レイソルが本拠地を構える柏市の中心から国道16号線を10kmほど真っすぐ進むと、右手に見える丘の中腹に、鮮やかなグリーンのグラウンドがある。2023年に全面オープンした人工芝サッカー場『アルジャーノンフィールド柏』だ。
このグラウンドを作り出したのは、今年の全国高校選手権に初出場を果たした日体大柏高校のOBでもある秋谷雅義氏。中学時代に描いていた、『指導者になる』『自前のグラウンドとサッカークラブを持つ』という2つの夢を27歳で実現した。
「自分は選手としては二流以下でしたが、小・中学校時代のコーチがスタメン、リザーブをまったく関係なく選手を平等に叱ったり、接してくれる人でした。

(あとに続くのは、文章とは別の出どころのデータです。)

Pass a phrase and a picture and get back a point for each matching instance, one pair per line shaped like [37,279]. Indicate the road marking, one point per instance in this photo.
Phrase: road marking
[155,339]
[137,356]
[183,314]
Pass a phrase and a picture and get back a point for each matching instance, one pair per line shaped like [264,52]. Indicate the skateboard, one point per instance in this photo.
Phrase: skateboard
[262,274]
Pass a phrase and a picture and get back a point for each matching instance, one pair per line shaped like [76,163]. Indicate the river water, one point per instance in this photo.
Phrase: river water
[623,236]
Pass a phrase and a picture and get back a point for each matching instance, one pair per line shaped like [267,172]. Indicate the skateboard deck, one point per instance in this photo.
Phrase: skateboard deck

その姿を見て自分も指導者になりたいと思いました」
東京国際大学在籍時に都内のクラブで指導者としての第一歩を歩み出した。しかし、前任者が突然辞めてしまったために、いきなり担当学年を持つことになった。早くもやりたいことができるチャンスだったが「教えようとしても何もできない」ことを痛感。指導法を学ぶため、思い切ってドイツへ飛んだ。
半年間を過ごしたドイツでは、自分の意見を遠慮なく、どんどん主張してくる子供たちに圧倒されるが、その厳しい環境の中で多くを学んだ。デュッセルドルフ、ミュンヘンと渡り、そこで得たものを日本の子供たちに還元しようと決意した。
帰国した秋谷氏は東京、茨城のクラブを渡り歩きながら指導を重ねていった。様々な環境を経験し、コロナ禍で借りていたグラウンドが使えなくなるという状況にも直面した。「良い指導をするには良い環境でなければならない」と、自前のグラウンド作りに着手する。祖父の逝去後、空き地になっていた土地にサッカーグラウンドが一面取れる広さの人工芝グラウンドを自前で作り上げた。
「お世話になった方から、ヨーロッパの最先端人工芝を輸入しました。最初は業者に施工してもらおうとしたのですが、うまくいかない部分があり、結局は下地からほとんど自分たちで作り上げました」
ピッチには大きなこだわりがある。秋谷氏自身が選手時代、怪我に悩まされたため、膝や腰への負担が大きい硬いグラウンドはどうしても避けたい。プレー面、素材、そしてクッション性など体に優しい人工芝グラウンド作りを目指した。ドイツ時代に、指導だけでなく、グラウンドの作り方も学んでいたことが、大いに役立った。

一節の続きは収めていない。